Re: Pell equation X^2=d*Y^2+1 where d=RSA number

On Jan 28, 11:15 pm, Gerry Myerson <ge...@xxxxxxxxxxxxxxxxxxxxxxxxx>
wrote:
 Gerry <Gerry...@xxxxxxxxx> wrote:
On Jan 28, 4:18 am, Gerry Myerson <ge...@xxxxxxxxxxxxxxxxxxxxxxxxx>
wrote:
 Gerry <Gerry...@xxxxxxxxx> wrote:
On Jan 27, 11:58 pm, Gerry Myerson <ge...@xxxxxxxxxxxxxxxxxxxxxxxxx>
wrote:

 Gerry <Gerry...@xxxxxxxxx> wrote:
On Jan 27, 8:47 pm, rich burge <r3...@xxxxxxx> wrote:
On Jan 27, 11:11 am, Gerry <Gerry...@xxxxxxxxx> wrote:

is it possible to find the pell equations of the RSA numbers as
in:

 X^2=d*Y^2+1 where d=RSA number

And could Y in this case have a simple form like for example:

X=3*37239639534523*518144156602508243009*4000659204579114753312310
8788
4704
3­­394855313

d=1238926361552897*93461639715357977769163558199606896584051237541
6381
8858
0­­280321
 Y=2^129

google: lenstra "solving the pell equation"
There is also video available somewhere at MSRI.
Finding solutions for even a moderate size d is not easy.

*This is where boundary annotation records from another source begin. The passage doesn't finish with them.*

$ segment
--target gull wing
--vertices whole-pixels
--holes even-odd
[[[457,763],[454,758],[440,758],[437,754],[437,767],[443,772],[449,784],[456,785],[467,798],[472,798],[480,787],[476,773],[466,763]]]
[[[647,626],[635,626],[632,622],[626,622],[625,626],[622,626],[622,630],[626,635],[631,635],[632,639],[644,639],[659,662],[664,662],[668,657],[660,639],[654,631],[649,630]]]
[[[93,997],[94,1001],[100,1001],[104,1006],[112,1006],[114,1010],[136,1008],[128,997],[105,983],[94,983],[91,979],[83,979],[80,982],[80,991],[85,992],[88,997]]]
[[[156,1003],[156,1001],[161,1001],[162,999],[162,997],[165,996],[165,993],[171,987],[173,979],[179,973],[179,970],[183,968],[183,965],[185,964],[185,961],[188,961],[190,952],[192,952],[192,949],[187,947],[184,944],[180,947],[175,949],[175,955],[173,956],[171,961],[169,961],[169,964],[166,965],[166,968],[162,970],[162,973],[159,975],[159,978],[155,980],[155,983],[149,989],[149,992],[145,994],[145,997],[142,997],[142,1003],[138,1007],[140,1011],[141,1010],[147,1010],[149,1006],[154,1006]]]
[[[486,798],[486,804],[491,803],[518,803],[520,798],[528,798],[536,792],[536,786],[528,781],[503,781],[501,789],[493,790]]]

i believe Lenstra's paper uses continued fractions if i recall it
right.

I believe *everybody* uses continued fractions to solve Pell.

The problem i'm having is not the size of d it is factoring d.
I think i can easily push the size of d into the RSA range.

I don't understand your last sentence. Concerning the size of d,
the continued fraction for sqrt d can be very long, and the smallest
solution of Pell can be very, very, very, very large. I suppose
the smallest Y could have a simple form, but it doesn't seem
the least bit likely.

i believe only solutions for squarefree d values are of interest.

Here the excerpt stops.